GAVEL: Generating Games Via Evolution and Language Models
Graham Todd, Alexander Padula, Matthew Stephenson, Éric Piette, Dennis J. N. J. Soemers, Julian Togelius
TL;DR
GAVEL tackles automated game design across a large Ludii rule space by coupling a code-language-model mutation operator with MAP-Elites quality-diversity search. It leverages a 1182-game Ludii dataset to train CodeLlama-13b on a fill-in-the-middle objective and uses PCA-based behavioral axes to guide mutation and archiving, enabling exploration of novel, playable games beyond the training set. Quantitative results show GAVEL achieving higher quality-diversity scores and more novel, playable designs than baselines, while qualitative playtests reveal engaging, nontrivial variants such as Havabu and YavaGo. The work demonstrates the potential of co-creative AI for game design and points to future directions in grammar integration, human evaluation, and language-to-code bridging to enhance interpretability and reach.
Abstract
Automatically generating novel and interesting games is a complex task.

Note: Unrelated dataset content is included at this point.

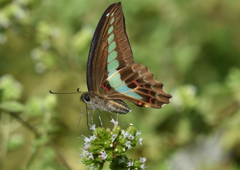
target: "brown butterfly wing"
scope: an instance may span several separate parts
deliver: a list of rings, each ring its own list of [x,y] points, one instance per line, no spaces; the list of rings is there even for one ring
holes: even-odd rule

Challenges include representing game rules in a computationally workable form, searching through the large space of potential games under most such representations, and accurately evaluating the originality and quality of previously unseen games. Prior work in automated game generation has largely focused on relatively restricted rule representations and relied on domain-specific heuristics. In this work, we explore the generation of novel games in the comparatively expansive Ludii game description language, which encodes the rules of over 1000 board games in a variety of styles and modes of play. We draw inspiration from recent advances in large language models and evolutionary computation in order to train a model that intelligently mutates and recombines games and mechanics expressed as code. We demonstrate both quantitatively and qualitatively that our approach is capable of generating new and interesting games, including in regions of the potential rules space not covered by existing games in the Ludii dataset. A sample of the generated games are available to play online through the Ludii portal.